One speaker, representing a robo advisory start-up, said that these digital advisors have already had a big impact and are “not going away”, while another noted that the technology solves a demographic problem in the UK, encouraging millennials to engage with their finances and delivering a scalable platform that allows them to do so.
This second speaker also noted that this has sparked traditional asset managers to move towards solutions that drive a better outcome for the client—solutions that have to be simple, low-cost and transparent.
While asset managers have been focusing on regulatory change, they are starting to move into the “era of digitisation” and trying to avoid a “Kodak moment” in which they see the change coming but fail to react quickly enough.
The speaker elaborated: “Everyone is thinking about how to engage customers in a different way”
Another panellist suggested that the phrase ‘robo advice’ is in itself is a bit of a misnomer. He compared it to online shopping, which is now considered merely shopping.
“This will just be the standard way,” he said.
When asked if robo advice will be the death of traditional wealth management, one panellist said: “The short answer is no.”

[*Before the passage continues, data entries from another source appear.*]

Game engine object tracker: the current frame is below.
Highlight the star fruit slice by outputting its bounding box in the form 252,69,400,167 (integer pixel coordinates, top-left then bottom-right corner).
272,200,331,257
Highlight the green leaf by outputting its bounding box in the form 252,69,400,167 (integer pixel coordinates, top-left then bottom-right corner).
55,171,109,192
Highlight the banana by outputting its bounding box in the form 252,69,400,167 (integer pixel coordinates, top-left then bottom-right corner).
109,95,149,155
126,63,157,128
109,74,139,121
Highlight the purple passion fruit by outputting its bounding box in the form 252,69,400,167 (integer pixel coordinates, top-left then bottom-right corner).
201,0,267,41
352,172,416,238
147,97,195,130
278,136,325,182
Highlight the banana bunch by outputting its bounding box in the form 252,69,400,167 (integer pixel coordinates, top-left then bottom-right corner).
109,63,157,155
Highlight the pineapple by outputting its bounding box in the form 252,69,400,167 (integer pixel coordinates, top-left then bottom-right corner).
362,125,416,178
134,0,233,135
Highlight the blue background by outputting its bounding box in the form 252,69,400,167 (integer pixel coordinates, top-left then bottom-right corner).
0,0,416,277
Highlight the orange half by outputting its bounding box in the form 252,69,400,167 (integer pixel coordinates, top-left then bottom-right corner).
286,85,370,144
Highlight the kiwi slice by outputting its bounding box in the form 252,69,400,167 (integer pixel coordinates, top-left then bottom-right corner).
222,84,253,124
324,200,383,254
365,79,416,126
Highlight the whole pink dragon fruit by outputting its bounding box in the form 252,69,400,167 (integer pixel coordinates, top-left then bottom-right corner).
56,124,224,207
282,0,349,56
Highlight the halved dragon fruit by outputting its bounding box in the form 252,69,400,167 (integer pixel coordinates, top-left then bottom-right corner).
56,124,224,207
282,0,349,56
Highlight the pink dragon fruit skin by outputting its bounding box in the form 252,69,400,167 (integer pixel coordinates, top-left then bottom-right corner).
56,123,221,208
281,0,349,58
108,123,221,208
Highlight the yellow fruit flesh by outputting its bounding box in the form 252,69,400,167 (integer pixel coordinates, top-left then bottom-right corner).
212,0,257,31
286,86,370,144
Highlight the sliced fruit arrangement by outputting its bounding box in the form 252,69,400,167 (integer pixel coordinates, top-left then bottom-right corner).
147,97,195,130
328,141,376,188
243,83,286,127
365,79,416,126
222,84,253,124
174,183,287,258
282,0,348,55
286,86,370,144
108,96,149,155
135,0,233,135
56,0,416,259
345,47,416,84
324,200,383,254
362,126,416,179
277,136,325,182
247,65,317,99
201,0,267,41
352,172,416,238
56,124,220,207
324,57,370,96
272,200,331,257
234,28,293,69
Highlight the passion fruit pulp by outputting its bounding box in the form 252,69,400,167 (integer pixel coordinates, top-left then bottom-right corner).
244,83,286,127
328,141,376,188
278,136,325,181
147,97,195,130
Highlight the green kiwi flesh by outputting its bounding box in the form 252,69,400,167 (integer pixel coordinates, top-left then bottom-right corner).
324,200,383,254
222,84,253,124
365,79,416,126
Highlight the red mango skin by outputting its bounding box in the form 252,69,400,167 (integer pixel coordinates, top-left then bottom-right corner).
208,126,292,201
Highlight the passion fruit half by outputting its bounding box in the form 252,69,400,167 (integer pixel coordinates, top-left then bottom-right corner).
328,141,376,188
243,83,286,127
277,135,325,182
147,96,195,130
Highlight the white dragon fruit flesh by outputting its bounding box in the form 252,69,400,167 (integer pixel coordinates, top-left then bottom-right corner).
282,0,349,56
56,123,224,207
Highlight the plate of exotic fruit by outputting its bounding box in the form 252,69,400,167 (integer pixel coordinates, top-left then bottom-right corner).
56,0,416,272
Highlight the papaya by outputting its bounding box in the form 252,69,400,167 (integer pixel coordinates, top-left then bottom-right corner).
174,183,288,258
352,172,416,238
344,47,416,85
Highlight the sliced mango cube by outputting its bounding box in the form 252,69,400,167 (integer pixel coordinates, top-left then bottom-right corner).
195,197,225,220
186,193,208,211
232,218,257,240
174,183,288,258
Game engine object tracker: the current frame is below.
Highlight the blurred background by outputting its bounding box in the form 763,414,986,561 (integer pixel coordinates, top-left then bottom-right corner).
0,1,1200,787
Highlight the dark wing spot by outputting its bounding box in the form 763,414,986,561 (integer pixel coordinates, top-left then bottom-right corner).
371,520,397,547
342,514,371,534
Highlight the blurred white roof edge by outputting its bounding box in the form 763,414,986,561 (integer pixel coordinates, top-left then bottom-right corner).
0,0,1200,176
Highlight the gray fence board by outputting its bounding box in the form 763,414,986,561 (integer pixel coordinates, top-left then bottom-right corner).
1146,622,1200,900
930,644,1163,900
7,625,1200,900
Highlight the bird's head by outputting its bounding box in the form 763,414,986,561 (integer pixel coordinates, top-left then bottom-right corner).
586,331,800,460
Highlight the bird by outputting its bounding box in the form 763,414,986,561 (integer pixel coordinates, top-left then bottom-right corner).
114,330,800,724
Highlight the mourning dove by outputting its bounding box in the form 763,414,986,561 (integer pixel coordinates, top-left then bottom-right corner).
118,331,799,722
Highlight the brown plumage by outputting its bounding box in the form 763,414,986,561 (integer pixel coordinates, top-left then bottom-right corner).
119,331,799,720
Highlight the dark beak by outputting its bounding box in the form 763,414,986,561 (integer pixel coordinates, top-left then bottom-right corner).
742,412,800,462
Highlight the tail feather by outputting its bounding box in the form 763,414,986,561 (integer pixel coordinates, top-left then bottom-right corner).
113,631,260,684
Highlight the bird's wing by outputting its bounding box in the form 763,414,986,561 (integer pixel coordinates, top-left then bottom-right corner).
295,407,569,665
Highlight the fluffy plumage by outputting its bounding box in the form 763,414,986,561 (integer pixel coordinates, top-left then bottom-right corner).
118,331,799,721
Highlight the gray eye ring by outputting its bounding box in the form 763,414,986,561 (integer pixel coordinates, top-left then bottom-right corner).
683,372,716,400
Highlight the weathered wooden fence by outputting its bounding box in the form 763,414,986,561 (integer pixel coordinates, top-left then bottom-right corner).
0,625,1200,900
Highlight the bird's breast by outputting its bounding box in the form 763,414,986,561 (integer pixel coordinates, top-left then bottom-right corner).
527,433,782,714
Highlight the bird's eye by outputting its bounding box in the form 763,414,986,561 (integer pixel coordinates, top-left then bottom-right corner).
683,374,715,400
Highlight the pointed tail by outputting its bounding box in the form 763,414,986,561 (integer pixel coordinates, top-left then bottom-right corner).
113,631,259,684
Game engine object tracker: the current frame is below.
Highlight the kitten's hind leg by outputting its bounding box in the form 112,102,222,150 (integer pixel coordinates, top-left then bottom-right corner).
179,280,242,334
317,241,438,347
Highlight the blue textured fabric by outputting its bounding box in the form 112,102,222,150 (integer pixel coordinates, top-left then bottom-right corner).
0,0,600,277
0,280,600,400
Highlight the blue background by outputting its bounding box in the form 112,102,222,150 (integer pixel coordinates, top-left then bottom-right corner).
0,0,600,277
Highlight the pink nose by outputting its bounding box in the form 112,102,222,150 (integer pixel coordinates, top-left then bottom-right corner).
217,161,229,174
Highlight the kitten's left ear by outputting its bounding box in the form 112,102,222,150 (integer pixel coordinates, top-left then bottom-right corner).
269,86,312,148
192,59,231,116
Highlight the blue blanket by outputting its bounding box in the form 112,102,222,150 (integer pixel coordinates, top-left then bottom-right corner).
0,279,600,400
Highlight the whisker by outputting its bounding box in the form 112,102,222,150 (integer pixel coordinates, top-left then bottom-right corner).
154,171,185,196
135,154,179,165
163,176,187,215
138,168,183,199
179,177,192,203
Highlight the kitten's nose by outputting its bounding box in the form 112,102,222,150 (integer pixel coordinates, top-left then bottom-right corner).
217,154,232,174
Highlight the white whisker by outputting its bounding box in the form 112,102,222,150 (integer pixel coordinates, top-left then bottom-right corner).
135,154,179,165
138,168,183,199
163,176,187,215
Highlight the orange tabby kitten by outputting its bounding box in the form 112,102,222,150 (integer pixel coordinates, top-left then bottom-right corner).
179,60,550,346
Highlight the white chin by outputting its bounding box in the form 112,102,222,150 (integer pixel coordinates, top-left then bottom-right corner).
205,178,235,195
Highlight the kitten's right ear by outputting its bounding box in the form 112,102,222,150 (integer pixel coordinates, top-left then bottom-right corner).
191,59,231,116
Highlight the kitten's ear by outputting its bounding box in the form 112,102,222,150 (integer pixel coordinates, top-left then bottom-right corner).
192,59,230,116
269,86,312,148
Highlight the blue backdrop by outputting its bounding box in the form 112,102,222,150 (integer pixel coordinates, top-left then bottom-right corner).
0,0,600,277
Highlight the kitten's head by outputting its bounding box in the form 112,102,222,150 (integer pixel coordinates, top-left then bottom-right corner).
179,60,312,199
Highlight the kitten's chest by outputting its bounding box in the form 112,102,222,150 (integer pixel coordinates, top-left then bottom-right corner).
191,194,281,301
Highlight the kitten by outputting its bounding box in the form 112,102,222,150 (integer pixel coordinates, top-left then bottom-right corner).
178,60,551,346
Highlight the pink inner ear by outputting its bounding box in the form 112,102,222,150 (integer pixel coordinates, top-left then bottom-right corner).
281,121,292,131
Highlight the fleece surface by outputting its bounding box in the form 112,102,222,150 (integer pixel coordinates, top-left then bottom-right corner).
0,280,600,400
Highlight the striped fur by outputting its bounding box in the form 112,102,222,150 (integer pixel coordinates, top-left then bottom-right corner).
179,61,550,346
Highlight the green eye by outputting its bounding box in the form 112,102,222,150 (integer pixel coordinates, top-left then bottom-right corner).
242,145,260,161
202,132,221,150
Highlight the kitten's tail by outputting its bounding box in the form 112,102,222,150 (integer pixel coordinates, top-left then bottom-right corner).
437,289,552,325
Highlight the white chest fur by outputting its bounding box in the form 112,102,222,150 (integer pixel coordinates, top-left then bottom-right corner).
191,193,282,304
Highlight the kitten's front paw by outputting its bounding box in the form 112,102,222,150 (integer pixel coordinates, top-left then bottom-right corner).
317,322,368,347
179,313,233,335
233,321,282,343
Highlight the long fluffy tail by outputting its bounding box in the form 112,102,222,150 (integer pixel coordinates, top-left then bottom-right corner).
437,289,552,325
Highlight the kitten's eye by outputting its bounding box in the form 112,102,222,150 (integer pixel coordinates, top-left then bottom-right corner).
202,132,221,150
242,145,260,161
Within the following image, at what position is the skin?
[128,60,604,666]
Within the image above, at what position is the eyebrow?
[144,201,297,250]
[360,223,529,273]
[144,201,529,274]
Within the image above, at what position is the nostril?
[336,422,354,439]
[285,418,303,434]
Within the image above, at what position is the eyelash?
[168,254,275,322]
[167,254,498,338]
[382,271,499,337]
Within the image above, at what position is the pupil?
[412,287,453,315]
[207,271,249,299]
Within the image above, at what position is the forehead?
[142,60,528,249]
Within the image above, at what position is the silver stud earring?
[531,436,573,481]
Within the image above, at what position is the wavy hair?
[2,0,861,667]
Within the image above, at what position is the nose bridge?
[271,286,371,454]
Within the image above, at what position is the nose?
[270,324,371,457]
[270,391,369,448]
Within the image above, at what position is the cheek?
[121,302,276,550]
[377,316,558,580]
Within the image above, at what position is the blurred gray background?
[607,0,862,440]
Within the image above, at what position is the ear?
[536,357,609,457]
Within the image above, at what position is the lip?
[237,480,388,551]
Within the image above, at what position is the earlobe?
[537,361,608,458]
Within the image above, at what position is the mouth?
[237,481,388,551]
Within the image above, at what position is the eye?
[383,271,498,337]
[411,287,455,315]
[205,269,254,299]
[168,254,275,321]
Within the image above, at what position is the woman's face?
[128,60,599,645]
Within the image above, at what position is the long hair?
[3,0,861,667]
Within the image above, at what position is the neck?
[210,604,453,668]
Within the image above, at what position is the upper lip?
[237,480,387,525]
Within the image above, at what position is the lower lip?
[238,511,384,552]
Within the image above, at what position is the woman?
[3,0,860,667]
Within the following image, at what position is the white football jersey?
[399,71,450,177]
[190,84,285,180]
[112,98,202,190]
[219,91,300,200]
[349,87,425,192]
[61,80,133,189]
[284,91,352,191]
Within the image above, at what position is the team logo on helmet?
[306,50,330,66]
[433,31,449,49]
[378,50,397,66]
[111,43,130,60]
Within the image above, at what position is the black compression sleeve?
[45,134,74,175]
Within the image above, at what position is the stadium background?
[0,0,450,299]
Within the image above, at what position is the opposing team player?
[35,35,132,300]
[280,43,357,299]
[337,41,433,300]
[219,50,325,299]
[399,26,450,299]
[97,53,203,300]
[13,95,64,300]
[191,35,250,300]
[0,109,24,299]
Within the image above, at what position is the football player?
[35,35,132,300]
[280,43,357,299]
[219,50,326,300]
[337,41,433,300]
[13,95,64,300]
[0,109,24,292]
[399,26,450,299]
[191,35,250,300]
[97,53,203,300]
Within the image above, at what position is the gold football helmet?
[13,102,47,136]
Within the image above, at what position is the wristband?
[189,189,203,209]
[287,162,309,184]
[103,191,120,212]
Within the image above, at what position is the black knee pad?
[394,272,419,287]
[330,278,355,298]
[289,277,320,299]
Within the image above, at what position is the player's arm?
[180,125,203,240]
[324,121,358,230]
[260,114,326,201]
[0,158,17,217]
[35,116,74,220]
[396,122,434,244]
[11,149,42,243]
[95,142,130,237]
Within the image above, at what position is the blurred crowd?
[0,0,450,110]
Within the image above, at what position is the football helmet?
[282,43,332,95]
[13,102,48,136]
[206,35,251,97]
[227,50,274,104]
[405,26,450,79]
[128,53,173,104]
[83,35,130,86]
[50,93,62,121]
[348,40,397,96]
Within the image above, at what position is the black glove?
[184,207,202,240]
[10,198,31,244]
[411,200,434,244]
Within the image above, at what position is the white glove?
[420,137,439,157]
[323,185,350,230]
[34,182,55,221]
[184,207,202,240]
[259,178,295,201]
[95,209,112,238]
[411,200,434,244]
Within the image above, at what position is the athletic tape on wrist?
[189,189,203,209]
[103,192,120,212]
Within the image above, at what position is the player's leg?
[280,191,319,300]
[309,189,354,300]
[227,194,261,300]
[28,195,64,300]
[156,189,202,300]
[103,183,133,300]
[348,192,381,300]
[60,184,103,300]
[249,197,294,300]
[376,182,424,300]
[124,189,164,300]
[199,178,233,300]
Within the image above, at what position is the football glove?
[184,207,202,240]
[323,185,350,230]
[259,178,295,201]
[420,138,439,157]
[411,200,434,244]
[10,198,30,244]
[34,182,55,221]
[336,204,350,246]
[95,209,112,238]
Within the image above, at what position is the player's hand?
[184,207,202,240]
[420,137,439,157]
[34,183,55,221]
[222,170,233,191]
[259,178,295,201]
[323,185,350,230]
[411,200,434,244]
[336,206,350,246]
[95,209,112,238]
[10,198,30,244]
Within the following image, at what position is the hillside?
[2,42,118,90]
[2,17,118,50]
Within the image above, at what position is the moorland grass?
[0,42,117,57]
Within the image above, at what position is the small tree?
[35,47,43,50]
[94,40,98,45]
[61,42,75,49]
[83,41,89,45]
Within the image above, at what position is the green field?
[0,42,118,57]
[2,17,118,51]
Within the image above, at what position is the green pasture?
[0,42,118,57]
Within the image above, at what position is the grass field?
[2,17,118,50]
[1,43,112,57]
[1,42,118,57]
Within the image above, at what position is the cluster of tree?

As wealth increases, whether that’s individual or institutional, management increases in complexity, the speaker explained. Entities that start with robo advisors may move to the next level of wealth management, and that transition should be as smooth as possible.
Another speaker noted that traditional wealth managers can “view it as an opportunity or a threat”, adding that the level of efficiency gained, increased capacity, risk management capabilities and improved customer experience present a big opportunity throughout the industry.